Le flou demeure sur les réelles prérogatives du comité. Dans tous les cas, elles ne devraient concerner que 40 % du territoire de Gaza, les 60 % restant étant annexés de facto derrière la « ligne jaune » installée par Israël, qui fait déjà figure de nouvelle frontière. On ne sait rien non plus sur les moyens dont ils disposeront. Il faudrait d'abord que les Israéliens donnent leur aval et les laissent entrer à Gaza, ce qui n'est toujours pas le cas au moment où j'écris. Mais ensuite ? Est-ce que chaque spécialiste sera à la tête d'un ministère ? Auront-ils même des locaux dédiés ? Vont-ils reprendre les ministères existants ? Réintégrer les anciens fonctionnaires du gouvernement de l'Autorité palestinienne, qui reçoivent toujours de Ramallah une partie de leur salaire ? Employer les fonctionnaires du gouvernement du Hamas, qui, eux, touchent environ 50 % de leur salaire tous les quarante jours ? Embaucher de nouveaux personnels ? De quel crédit disposeront-ils ? Je crois qu'eux-mêmes n'en savent rien, ils attendent les ordres des Américains.

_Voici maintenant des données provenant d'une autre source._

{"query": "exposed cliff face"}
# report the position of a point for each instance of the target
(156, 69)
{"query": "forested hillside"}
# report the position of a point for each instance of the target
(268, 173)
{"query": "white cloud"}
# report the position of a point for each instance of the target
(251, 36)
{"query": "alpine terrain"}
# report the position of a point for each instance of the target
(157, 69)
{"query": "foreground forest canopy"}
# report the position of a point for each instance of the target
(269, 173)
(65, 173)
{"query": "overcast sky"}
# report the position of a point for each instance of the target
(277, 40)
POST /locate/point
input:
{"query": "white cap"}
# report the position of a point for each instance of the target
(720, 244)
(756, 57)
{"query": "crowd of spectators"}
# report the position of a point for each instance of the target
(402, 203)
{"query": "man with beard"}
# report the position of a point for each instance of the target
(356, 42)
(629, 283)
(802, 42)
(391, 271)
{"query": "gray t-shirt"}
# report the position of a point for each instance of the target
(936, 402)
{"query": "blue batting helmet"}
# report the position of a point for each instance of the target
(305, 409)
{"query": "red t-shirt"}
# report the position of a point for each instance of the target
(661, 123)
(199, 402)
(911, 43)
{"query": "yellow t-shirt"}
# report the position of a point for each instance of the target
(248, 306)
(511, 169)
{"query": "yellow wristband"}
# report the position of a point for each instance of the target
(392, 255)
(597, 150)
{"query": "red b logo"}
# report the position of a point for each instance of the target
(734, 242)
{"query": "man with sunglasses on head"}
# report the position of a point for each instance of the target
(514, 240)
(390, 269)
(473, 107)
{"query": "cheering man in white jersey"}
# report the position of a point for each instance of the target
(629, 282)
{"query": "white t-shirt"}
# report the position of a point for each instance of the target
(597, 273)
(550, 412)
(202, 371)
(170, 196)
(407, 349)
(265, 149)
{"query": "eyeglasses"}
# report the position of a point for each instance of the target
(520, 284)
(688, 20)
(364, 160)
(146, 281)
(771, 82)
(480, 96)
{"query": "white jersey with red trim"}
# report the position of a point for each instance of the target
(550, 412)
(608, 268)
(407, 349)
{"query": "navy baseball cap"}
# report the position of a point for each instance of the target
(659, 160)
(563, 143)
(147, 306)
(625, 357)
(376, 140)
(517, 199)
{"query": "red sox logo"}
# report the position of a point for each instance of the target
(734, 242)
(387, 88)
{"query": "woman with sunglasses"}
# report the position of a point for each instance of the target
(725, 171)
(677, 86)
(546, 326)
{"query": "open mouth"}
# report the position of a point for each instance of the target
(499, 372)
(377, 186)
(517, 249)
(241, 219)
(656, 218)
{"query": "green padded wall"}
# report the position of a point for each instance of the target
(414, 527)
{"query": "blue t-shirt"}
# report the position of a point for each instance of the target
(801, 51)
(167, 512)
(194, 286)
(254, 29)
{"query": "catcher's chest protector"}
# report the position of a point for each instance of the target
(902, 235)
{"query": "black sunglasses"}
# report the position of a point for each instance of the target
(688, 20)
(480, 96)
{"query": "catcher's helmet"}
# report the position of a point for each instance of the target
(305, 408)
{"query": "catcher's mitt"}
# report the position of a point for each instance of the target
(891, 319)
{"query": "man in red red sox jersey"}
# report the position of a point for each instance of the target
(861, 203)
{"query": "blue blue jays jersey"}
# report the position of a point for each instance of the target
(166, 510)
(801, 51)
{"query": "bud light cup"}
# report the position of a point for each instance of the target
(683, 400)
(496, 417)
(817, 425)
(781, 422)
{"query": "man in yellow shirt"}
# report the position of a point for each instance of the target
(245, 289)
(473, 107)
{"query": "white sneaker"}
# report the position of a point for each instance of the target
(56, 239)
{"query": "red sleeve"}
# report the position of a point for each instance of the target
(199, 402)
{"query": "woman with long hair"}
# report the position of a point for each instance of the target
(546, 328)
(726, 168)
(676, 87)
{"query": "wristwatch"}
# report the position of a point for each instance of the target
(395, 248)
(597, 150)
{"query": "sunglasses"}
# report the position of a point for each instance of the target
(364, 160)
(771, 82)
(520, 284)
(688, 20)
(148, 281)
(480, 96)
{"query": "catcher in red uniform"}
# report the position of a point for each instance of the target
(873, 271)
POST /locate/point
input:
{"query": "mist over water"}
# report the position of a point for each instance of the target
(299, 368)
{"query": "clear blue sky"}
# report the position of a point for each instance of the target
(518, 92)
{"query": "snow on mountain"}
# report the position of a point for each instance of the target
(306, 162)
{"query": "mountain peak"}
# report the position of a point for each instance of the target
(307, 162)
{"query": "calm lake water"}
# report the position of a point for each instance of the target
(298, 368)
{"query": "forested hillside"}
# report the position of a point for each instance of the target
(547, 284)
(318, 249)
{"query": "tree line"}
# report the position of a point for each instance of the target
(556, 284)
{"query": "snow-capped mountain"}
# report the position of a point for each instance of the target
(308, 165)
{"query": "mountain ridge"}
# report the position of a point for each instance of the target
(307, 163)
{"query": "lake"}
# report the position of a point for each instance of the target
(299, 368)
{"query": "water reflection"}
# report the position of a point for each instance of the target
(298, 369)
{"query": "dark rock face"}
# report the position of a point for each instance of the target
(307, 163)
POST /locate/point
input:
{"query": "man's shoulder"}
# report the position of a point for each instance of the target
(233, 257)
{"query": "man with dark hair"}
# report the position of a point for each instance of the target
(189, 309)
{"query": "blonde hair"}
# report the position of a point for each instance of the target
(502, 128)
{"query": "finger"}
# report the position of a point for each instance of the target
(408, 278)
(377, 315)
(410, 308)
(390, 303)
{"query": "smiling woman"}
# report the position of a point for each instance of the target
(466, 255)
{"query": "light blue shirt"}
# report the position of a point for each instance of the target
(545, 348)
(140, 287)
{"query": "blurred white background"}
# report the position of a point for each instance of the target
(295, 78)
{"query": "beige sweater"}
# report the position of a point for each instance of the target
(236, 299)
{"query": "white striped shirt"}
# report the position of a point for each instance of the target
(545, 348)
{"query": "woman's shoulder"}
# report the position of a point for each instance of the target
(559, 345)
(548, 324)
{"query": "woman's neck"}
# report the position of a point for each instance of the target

Des étrangers à la bande de Gaza

Ce panel de technocrates a des liens distendus avec notre enclave : huit sur douze d'entre eux, s'ils sont originaires de Gaza, n'ont pas vécu la guerre. Et les chiffres qui circulent sur le montant de leurs salaires annoncent la création d'une nouvelle classe privilégiée, un système éprouvé avec succès avec certains dirigeants de l'Autorité palestinienne en Cisjordanie.

Quels rapports ces hommes, étrangers à la bande de Gaza et sans doute payés comme des cadres supérieurs européens, pourraient-ils entretenir avec la population locale, affamée et démunie de tout ? Par quel miracle ne seraient-ils pas tentés de tout accepter pour garder leurs avantages ?

Un de membres du comité tranche pourtant avec les autres : le responsable de la sécurité, Sami Nasman. Lui connaît bien Gaza, et pour cause. Ce retraité est un ancien colonel des moukhabarat, les services de renseignement de l'Autorité palestinienne. À Gaza, il était chargé de la surveillance des factions politiques, en premier lieu du Hamas. Quand celui-ci a pris le pouvoir en 2007, Nasman a dû quitter le territoire avec tout l'appareil de l'Autorité. Un tribunal du Hamas l'a plus tard condamné à quinze ans de prison par contumace. Son seul rôle sera de démanteler l'organisation du Hamas et de mener la chasse aux militants du parti islamiste, en collaboration avec les services israéliens.

Les habitants de Gaza savent très bien que le comité ne décidera de rien, que ce seront toujours les Israéliens qui détiendront les clés. Tout ce qu'ils peuvent espérer, c'est une amélioration de leur vie quotidienne. Aujourd'hui, la journée d'un Gazaoui consiste à se réveiller très tôt le matin, partir chercher du bois pour faire du feu, essayer de trouver un travail, faire la queue devant les citernes d'eau pour remplir un ou deux jerricanes, puis attendre de nouveau devant une tekiya, une soupe populaire où il peut espérer un plat de riz ou de lentilles, parfois des pâtes. Les Israéliens autorisent désormais l'importation d'aliments par des commerçants privés, mais tout est très cher et la plupart des Gazaouis n'ont plus un sou. Ils doivent se contenter de ce qui est gratuit.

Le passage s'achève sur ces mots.